Il n'y avait qu'Alejandro et Bernardo à ses côtés, personne d'autre.

-Nous t'avons retrouvé inconscient ici, l'informa son père, tu as donc passé ta nuit ici…

-Un homme est venu, se souvint Diego.

-Un homme ? T'a-t-il fait du mal, mon fils ? S'enquit son père, veux-tu un médecin ? »

Diego secoua la tête.

« -Non, ça va, ça va…c'est juste que… …Il n'a rien volé ? »

Son père fronça les sourcils et répondit :

« -A vrai dire, fils, quand je t'ai vu ainsi, la première chose auquelle j'ai pensé c'est que tu étais endormi, rien ne pourrait indiquer qu'un étranger était ici hier soir. »

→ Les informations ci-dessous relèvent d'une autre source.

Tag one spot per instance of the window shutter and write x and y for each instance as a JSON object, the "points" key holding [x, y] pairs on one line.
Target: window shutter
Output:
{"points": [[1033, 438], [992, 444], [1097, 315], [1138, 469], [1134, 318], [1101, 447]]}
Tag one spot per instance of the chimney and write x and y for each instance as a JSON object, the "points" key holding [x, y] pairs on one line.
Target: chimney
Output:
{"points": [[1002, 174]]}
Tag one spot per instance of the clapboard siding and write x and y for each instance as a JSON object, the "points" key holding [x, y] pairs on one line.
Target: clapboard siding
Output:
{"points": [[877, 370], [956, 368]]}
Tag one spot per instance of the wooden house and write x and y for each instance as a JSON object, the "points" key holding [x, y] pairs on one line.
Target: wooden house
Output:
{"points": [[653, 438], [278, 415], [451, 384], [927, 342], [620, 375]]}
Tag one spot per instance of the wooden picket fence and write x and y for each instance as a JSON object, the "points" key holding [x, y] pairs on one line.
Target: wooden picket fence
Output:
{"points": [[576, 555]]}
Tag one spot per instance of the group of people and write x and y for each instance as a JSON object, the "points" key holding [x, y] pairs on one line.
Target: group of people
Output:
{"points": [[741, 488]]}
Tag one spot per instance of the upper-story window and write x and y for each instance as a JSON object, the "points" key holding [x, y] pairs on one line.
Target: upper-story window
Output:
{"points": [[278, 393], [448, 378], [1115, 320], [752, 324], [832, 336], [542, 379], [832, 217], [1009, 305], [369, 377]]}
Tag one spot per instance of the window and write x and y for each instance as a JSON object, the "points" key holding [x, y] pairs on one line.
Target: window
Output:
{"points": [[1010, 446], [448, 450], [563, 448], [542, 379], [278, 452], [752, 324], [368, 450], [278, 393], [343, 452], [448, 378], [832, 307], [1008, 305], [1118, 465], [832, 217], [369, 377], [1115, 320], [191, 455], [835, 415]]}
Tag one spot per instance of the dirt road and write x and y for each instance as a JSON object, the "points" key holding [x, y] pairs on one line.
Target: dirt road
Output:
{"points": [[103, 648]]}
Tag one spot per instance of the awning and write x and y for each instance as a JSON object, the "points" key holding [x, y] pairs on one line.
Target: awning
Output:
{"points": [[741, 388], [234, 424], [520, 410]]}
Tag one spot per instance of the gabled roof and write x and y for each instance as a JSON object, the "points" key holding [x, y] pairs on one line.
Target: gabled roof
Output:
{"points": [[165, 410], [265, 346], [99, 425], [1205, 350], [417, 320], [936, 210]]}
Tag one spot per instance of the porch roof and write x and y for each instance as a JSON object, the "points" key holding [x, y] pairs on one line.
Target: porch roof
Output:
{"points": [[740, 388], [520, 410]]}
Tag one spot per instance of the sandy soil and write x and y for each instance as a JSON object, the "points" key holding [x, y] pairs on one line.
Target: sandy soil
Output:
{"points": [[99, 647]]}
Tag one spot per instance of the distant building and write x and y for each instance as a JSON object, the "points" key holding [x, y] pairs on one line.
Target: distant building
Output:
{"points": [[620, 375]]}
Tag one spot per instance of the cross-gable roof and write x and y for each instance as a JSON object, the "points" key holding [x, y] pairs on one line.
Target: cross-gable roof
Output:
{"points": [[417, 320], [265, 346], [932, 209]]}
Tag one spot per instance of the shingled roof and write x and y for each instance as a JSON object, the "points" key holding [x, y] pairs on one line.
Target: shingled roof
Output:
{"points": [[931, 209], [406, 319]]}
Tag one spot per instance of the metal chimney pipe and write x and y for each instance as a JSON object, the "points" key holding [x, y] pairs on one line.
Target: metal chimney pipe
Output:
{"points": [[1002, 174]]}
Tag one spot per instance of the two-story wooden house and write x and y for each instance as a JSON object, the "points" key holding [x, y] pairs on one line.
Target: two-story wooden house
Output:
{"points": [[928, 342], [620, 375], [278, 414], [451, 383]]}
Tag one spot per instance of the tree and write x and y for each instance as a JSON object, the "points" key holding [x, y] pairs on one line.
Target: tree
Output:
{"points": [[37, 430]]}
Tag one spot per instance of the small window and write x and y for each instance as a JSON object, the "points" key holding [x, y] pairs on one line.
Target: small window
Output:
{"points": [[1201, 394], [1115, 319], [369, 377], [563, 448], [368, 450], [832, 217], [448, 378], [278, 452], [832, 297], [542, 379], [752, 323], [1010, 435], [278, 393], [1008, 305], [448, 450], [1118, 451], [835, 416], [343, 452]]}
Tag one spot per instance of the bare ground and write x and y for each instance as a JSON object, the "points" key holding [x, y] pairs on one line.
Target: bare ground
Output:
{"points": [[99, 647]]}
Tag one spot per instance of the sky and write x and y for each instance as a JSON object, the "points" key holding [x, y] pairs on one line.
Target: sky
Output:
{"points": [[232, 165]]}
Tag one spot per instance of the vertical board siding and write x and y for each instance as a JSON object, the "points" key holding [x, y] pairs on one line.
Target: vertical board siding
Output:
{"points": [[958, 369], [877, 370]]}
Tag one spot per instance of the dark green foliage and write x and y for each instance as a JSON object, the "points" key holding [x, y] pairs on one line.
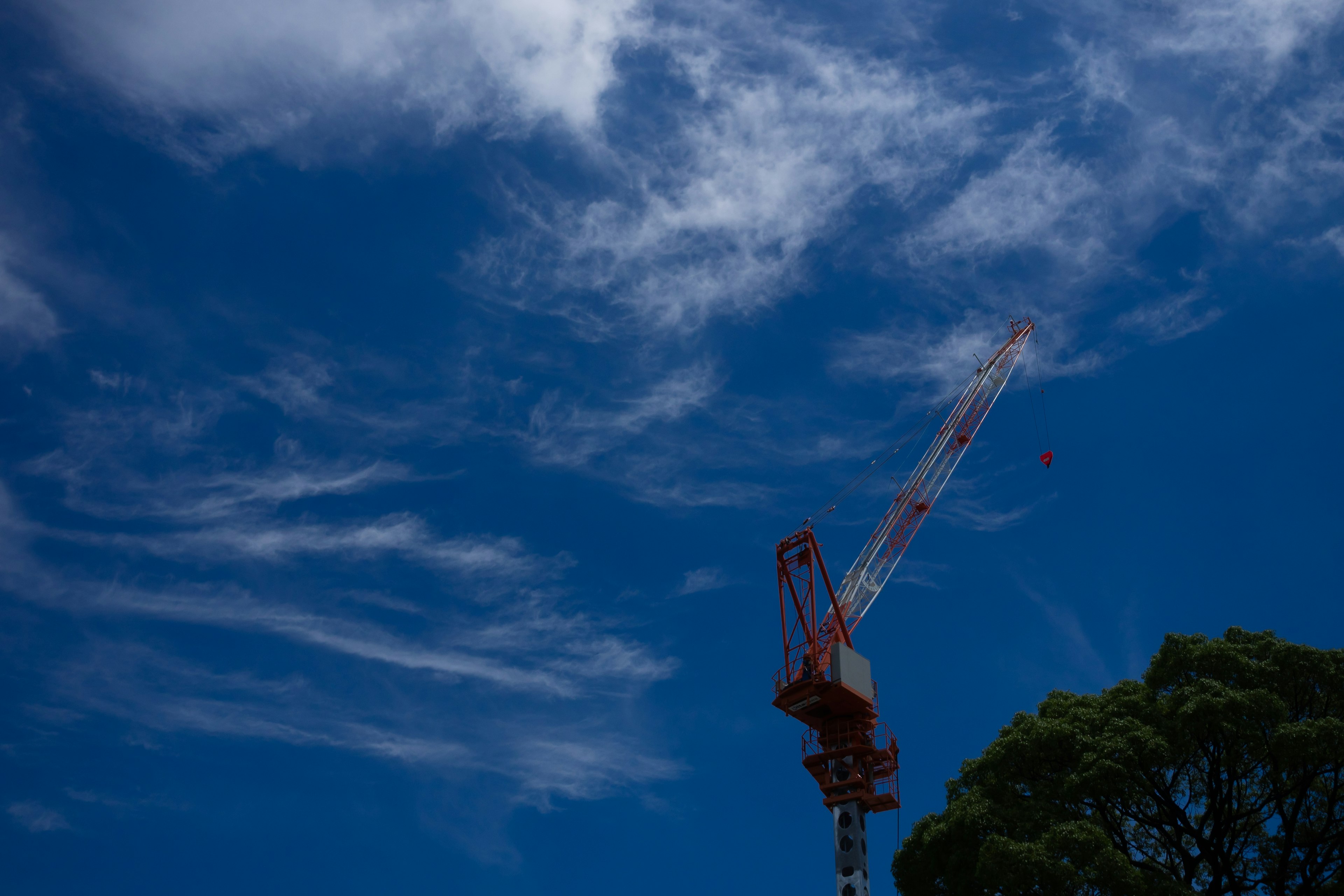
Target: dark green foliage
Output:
{"points": [[1222, 771]]}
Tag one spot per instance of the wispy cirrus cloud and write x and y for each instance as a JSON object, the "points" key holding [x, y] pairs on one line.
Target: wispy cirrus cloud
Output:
{"points": [[210, 83], [37, 817]]}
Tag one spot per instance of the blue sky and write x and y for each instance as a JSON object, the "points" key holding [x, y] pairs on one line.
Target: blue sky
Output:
{"points": [[402, 401]]}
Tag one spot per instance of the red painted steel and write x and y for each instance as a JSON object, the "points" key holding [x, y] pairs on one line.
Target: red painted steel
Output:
{"points": [[848, 753]]}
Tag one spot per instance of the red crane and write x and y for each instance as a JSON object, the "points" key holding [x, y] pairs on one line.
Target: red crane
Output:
{"points": [[824, 683]]}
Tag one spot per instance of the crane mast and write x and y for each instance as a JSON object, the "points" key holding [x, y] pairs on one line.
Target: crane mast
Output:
{"points": [[824, 683]]}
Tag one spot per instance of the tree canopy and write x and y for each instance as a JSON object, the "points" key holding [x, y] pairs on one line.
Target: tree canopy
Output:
{"points": [[1219, 773]]}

Diego s'apprêta à protester puis se retint, se rappelant alors de l'étrange échange qu'il avait pu avoir avec ce « El Cazador ». Son père ne le croyait pas sans doute et si Diego insistait trop, Zorro pourrait se dévoiler un peu trop à ses yeux. Le chasseur était à la poursuite d'un renard…Ce qui était certain, c'était qu'El Cazador savait que Diego était l'animal dont il cherchait. La question était qui était ce chasseur ?

« -Je pense que j'ai dû m'endormir, finalement, j'ai dû rêver la fatigue m'a rattrapé…Soupira Diego sur un ton d'excuse, je vais aller me changer, père… »

Il n'avait pas besoin d'en parler à son père, Zorro allait lui-même enquêter sur ce mystérieux bandit.

« -Voilà une étrange nuit que tu as passé fils, commenta le vieil homme, tâche de faire attention la prochaine fois.

-Bien évidemment. »

Oui, il sera plus prudent à l'avenir, il devrait faire plus attention à ce qui l'entoure. Depuis que le magistrat Perez avait pris sa fonction, Zorro relâchait prise. Cette nuit, il en avait fait la malheureuse expérience de sa négligence.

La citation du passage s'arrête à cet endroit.